AKI in Cirrhosis

Table of Contents

Table of Contents

Yilin Zhang, MD
Pending expert review

Objectives

  1. Differentiate hepatorenal syndrome (HRS) from other causes of acute kidney injury (AKI) in cirrhosis. 
  2. Describe the systemic pathophysiology of both compensated and decompensated cirrhosis in terms of kidney perfusion.
  3. Identify initial treatment for hepatorenal syndrome.
  4. Apply the above frameworks through a series of short cases using learner handouts. 

Teaching Instructions

Plan to spend at least 30-60 minutes preparing for this talk by using the Interactive Board for Learning/Preparing and clicking through the graphics animations to become familiar with the flow and content of the talk.  Begin with reviewing the objectives for the session. We recommend progressing in order from the differential to pathophysiology to the diagnosis and treatment of HRS, followed by the practice cases.  However, feel free to skip steps and spend more time on cases, or visa versa. All clickable elements are indicated by a cursor icon as well as with shading around the button. You may navigate between objectives using the key in the top right corner. The entire talk will take about 30-45 minutes to teach. Print out the handout which includes the schematic for the pathophysiology of cirrhosis as well as practice cases.
  • Objective 1 – The first step in the evaluation of AKI in a patient with cirrhosis is to differentiate between pre-renal, intra-renal, and post-renal causes. The vast majority of AKIs are pre-renal causes, which account for > 60% of all AKI in patients with cirrhosis. AKI increases mortality by 2-6 fold in patients with cirrhosis. This evaluation should specifically include evaluation for infection (including a diagnostic paracentesis) and ruling out a GIB. The differential for pre-renal AKI is broad and can be differentiated into those that are volume responsive and those that are not. Click on each of the pre-renal, intrarenal, and post-renal buttons to reveal the prevalence of each kind of AKI. 
  • Objective 2 –  This objective can be optional in some learners, though understanding the pathophysiology of decompensated cirrhosis is helpful in understanding the treatments used for hepatorenal syndrome. Click on each number in the diagram. 
  • Objective 3 
    • Hepatorenal syndrome (HRS) is a form of pre-renal AKI that does not improve with adequate hydration. This can be done with an albumin challenge (1 g/kg/d albumin x 48 h). If there is an improvement in Cr, this is unlikely HRS. If there is no improvement, this suggests HRS.
    • There are two types of hepatorenal syndrome (click of “HRS”) – type I and type II. Type 1 occurs acutely and is associated with a dramatic rise in serum Cr. This has a poor prognosis with survival on the order of 2 weeks. Type II HRS is more common and occurs slowly over weeks.
    • Treatment of hepatorenal syndrome addresses the pathophysiology of decompensated cirrhosis. The only definitive treatment is a liver transplant!! 
      • Albumin is used to increase effective arterial volume (EAV).
      • Vasopressors, such as midodrine and norepinephrine, would address the decrease in vascular tone. Terlipressin is available in other countries but not in the US.
      • A Transjugular intrahepatic portosystemic shunt (TIPS) procedure can result in delayed improvement in kidney function, but many patients with HRS are too ill to qualify for TIPS procedure.
      • Hemodialysis can be used as a bridge to liver transplant in some patients.
  • Cases – After the completion of the talk, review the practice cases.

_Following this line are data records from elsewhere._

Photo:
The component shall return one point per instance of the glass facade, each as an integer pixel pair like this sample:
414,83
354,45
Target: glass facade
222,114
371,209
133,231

Estimated time to present: 30-45 minutes

Handouts

Interactive Boards

For Learning

Use for self-directed learning and for preparing to present

For Teaching

Use for Presenting – there is less text and fewer pop-ups

Take Home Points

  1. AKI in patients with cirrhosis is most commonly caused by pre-renal etiologies and very rarely obstructive.
  2. HRS results in a prerenal AKI that does not respond to volume repletion.
  3. Lack of improvement in Cr after a 48 hour albumin challenge is suggestive of HRS.
  4. HRS is treated with volume expansion with albumin, vasoreactive medications (midodrine, octreotide) to raise the MAP. Only definitive treatment is liver transplant.

References

  1. Regner, KR & Singbartl, K. Kidney Injury in Liver Disease. Crit Care Clin. 2016. 32; 343-355.
  2. Ge, PS & Runyon, BA. Treatment of Patients with Cirrhosis. NEJM. 2016;375:767-77
  3. Liou, IU. Management of end-stage liver disease. Med Clin North Am. 2014 Jan;98(1):119-52.
  4. Sort, P, et al. Effect of Intravenous Albumin on Renal Impairment and Mortality in Patients with Cirrhosis and Spontaneous Bacterial Peritonitis. NEJM. 1999; 341:403-409.
  5. Runyon, BA. Renal Failure in Cirrhosis. NEJM. 2009; 361(13):1279-1290.